JDA
Jurnal Dinamika Akuntansi Vol. 1, No. 2, September 2009, pp. 117-124
ISSN 2085-4277 http://journal.unnes.ac.id/index.php/jda
PENERAPAN BALANCE SCORECARD SEBAGAI TOLAK UKUR KINERJA PADA KPRI DI JAWA TENGAH Sukardi Ikhsan* Jurusan Pendidikan Ekonomi, Fakultas Ekonomi, Universitas Negeri Semarang, Indonesia Gedung C6, Kampus Sekaran, Gunungpati, Semarang, Jawa Tengah, Indonesia 50229 Diterima: 8 Mei 2009. Disetujui: 7 Juni 2009. Dipublikasikan: September 2009
Abstrak Tujuan penelitian ini adalah menerapkan penilaian kinerja berdasarkan balanced scorecard pada badan usaha Koperasi Pegawai Republik Indonesia di Jawa Tengah, mengidentifikasi kinerja secara keseluruhan badan usaha Koperasi Pegawai Republik Indonesia di Jawa Tengah berdasarkan perspektif balanced scorecard. Responden yang yang digunakan adalah pengurus dan pengawas pada 74 KPRI di 30 Kabupaten di Jawa Tengah. Hasil penelitian ini adalah perbaikan terhadap kegiatan manajemen difokuskan pada indikator-indikator baik dalam indikator hasil akhir maupun indikator proses (leading) yang memiliki gap-gap besar antara kinerja aktual dengan standar yang telah ditetapkan. Analisis BSC memberikan sebuah perspektif yang lebih luas bagi KPRI berhubungan dengan posisi persaingannya maupun kebijakan-kebijakan serta keputusan-keputusan strategis yang akan diambil. Abstract The objective of study is for applying the performance assesment, based on balanced scorecard in Koperasi Pegawai Republik Indonesia, Central Java and for identifying the whole performance of Koperasi Pegawai Republik Indonesia in Central Java, based on the perspective of balanced scorecard. The respondents are the staff and the supervisor in 74 KPRI in 30 Kabupatens, Central Java.

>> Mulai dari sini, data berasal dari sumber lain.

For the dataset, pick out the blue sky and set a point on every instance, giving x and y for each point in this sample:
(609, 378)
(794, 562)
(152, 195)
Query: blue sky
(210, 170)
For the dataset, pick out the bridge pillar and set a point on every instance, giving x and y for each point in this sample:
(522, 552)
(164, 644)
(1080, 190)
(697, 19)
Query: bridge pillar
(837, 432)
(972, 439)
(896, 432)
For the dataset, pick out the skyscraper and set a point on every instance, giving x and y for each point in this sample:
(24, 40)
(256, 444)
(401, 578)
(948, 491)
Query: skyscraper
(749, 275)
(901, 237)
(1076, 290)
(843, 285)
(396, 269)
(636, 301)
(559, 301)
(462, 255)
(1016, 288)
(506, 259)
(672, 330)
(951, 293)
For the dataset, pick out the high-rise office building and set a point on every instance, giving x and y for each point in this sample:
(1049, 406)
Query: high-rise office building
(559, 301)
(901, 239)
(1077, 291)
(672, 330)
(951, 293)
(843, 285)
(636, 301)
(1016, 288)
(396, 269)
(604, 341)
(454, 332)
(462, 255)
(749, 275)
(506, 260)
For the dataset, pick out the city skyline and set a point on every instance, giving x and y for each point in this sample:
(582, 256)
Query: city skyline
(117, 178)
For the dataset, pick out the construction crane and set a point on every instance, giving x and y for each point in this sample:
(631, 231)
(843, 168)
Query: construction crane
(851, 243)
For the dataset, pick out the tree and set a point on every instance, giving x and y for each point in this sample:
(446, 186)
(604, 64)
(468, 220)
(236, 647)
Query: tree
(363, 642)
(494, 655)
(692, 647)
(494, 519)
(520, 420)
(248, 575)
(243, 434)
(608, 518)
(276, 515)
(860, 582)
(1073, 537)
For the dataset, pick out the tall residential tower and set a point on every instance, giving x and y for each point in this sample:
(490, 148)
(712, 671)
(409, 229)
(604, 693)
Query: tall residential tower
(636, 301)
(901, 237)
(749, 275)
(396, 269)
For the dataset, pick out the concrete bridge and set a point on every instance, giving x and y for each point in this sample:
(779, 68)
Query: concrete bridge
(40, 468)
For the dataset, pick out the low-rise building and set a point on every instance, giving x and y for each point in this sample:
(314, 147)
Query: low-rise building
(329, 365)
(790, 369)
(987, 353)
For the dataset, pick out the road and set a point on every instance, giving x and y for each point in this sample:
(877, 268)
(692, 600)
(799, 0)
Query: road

The findings shows that the reparation on management activities focuses on both leading indicator and product indicator. They have great gaps between actual performance and given standard. The BSC analysis gives a wider perspective, relates to the competition position, the policies and strategic decisions for KPRI. © 2009 Universitas Negeri Semarang
Keywords: balanced scorecard; KPRI; performance assesment
Pendahuluan Pengukuran kinerja merupakan salah satu faktor yang amat penting bagi perusahaan. Pengukuran tersebut, misalnya, dapat digunakan untuk menilai keberhasilan perusahaan serta sebagai dasar penyusunan imbalan dalam perusahaan. Selama ini, pengukuran kinerja secara tradisional hanya menitikberatkan pada sisi keuangan. Kinerja keuangan yang baik saat ini kemungkinan dicapai dengan mengorbankan kepentingan-kepentingan jangka panjang perusahaan (Mutasowifin, 2002). Mengatasi kekurangan ini, ditambah dengan kenyataan bahwa aktiva perusahaan saat ini didominasi oleh intangible assets yang tak terukur, dicobalah pendekatan baru yang mengukur kinerja perusahaan dengan mempertimbangkan empat aspek atau perspektif, yakni perspektif keuangan, pelanggan, proses bisnis Sukardi Ikhsan (*) Email:
[email protected]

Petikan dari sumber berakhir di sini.